MRF’s Critical Role in Biomarker Development

MRF is focused on developing a biomarker that can speed myelin repair treatments to MS patients. We initiated this difficult effort in 2017 after polling senior pharma executives along with distinguished NIH and academic scientists. They expressed the need for a myelin repair biomarker and noted that no effort to develop one was even being contemplated.

We have made great progress and are close to our goal. But people frequently ask, if biomarkers are so useful in drug discovery, drug development, FDA approval and for patient treatment decisions, why don't pharmaceutical companies with their deep pockets typically invest in biomarker development?

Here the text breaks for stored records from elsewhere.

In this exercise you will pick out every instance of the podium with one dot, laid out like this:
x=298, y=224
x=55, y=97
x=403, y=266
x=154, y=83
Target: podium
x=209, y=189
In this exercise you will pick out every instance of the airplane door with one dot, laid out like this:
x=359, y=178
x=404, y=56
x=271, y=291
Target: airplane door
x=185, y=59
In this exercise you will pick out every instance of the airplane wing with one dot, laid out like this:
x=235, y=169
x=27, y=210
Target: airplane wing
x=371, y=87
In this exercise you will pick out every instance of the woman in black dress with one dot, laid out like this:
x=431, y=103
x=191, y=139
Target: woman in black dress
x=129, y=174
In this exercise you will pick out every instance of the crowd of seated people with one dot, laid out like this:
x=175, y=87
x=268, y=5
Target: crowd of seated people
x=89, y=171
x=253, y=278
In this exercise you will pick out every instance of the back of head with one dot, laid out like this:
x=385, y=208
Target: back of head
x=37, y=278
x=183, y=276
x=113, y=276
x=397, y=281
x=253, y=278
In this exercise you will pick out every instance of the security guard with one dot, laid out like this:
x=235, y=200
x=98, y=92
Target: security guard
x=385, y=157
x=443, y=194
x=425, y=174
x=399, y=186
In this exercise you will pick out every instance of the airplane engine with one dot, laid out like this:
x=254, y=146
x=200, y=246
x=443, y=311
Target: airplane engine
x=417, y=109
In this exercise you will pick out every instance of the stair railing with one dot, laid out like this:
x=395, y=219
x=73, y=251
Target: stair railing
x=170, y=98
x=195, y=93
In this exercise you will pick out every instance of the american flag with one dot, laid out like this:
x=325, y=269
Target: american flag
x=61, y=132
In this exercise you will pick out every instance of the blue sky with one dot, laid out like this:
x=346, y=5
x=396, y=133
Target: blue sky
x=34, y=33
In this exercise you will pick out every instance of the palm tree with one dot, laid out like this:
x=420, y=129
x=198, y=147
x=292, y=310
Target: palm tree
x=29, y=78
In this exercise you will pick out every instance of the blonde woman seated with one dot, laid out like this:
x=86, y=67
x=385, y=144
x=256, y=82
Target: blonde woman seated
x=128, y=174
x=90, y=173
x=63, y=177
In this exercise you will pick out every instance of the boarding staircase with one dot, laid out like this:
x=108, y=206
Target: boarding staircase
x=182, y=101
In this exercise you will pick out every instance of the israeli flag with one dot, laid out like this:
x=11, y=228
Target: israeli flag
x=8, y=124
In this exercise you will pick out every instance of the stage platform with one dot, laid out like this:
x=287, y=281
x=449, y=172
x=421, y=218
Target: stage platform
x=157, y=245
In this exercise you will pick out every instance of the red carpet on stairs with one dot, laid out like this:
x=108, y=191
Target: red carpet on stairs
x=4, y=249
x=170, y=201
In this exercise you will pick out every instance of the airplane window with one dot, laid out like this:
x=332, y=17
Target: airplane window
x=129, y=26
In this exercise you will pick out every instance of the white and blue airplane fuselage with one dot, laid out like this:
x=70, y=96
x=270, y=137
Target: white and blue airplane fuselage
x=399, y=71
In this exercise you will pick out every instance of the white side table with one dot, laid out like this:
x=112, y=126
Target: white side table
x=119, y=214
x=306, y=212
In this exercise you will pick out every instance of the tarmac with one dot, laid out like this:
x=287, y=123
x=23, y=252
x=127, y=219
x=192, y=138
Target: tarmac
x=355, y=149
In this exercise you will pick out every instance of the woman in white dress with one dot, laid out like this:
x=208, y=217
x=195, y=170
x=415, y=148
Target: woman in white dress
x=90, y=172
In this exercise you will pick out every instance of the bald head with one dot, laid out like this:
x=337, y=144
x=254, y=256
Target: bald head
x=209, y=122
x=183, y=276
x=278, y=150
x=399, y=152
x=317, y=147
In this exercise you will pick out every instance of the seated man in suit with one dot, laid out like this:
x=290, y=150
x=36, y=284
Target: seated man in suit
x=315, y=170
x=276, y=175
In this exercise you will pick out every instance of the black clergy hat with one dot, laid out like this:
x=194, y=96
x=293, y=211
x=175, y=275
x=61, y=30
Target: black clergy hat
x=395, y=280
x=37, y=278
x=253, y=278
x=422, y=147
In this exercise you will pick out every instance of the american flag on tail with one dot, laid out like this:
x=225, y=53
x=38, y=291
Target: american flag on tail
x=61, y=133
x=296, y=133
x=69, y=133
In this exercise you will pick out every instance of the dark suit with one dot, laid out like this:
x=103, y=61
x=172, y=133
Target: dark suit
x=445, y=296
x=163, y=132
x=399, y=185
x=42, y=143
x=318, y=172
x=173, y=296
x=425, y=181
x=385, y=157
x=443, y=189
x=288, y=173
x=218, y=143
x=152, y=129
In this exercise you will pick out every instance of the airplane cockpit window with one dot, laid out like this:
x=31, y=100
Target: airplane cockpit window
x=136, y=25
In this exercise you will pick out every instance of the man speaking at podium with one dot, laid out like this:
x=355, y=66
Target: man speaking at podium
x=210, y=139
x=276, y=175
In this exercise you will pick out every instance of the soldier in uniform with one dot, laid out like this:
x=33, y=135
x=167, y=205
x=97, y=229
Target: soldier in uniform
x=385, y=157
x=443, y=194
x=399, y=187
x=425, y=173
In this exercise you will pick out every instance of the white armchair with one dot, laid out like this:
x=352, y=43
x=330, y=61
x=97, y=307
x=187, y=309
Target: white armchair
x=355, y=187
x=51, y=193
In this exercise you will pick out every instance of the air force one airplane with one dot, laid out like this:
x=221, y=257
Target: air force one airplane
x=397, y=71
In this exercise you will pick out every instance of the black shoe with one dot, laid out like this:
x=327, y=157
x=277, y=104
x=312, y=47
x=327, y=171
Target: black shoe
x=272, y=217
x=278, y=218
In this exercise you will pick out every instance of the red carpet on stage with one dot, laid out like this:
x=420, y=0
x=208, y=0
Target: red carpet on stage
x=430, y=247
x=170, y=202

Challenges to Biomarker Development

There are many challenges to developing biomarkers. On a foundational level, identifying potential biomarkers requires basic research typically done in academic labs. However, academia doesn’t have the ability to then commercialize these biomarkers. That’s where pharmaceutical companies come in, but currently there isn’t a natural pipeline between academia and pharma. There are many reasons for this gap, but a key one is related to IP. Biomarkers discovered in more "open" academic / consortia settings make them less attractive for exclusive corporate investment.

Beyond this, there are additional obstacles for pharmaceutical companies. Most are reluctant to invest heavily in standalone biomarker development because the process is prohibitively expensive, scientifically risky, and often lacks a clear return on investment (ROI) compared to traditional drug development.

1. High Cost & Resource Intensity: Developing a biomarker alongside a new drug increases the financial and time burden on a sponsor. The "discovery to refinement" pipeline requires massive investments in technical and clinical validation across multiple studies. If their drug development program is not successful (about 90% of programs that make it to clinical trials are not successful) then the associated biomarker development program, even if it had been successful, would have no value.
2. Commercial & Financial Risk: Like drugs, most biomarker candidates fail during validation due to technical issues or flawed scientific hypotheses. Even if they are successful, historically, diagnostics have been "under-appreciated assets.” Companies often find they aren't rewarded for the cost of development through traditional pricing or reimbursement models. And biomarkers (especially predictive ones) segment patient populations. This can lead to smaller "indicated" populations, potentially reducing the total sales volume for the associated drug.
3. Administrative Impediments: Identifying, validating, refining and scaling up assays to provide the biomarker readout is a lengthy journey over multiple years. “Staying the course” for long periods of time is difficult in pharma because surprisingly there are frequent changes in programs within pharma companies. And non-revenue producing investments require unwavering support from the CEO, while the typical tenure of a pharma CEO is 6 to 8 years.

MRF Bridges the Gap in Biomarker Development

MRF took on this difficult and daunting task of developing a biomarker because, for all the reasons above, it would not have been done otherwise. Plus, this risky, complex, collaborative endeavor plays directly to MRF’s unique strengths and expertise. As a neutral non-profit, we can bridge the gap between academic research and commercial pharma. We have demonstrated over the last 22 years that we can mitigate risk and deliver rapid results by selecting stellar scientists, having clear measurable stretch goals and closely managing the team. And we have the credibility and contacts in pharma to move biomarker assays from academic labs to commercial pharma testing and usage.

As an MS patient driven and supported organization, nothing will deter our focus on achieving our goal.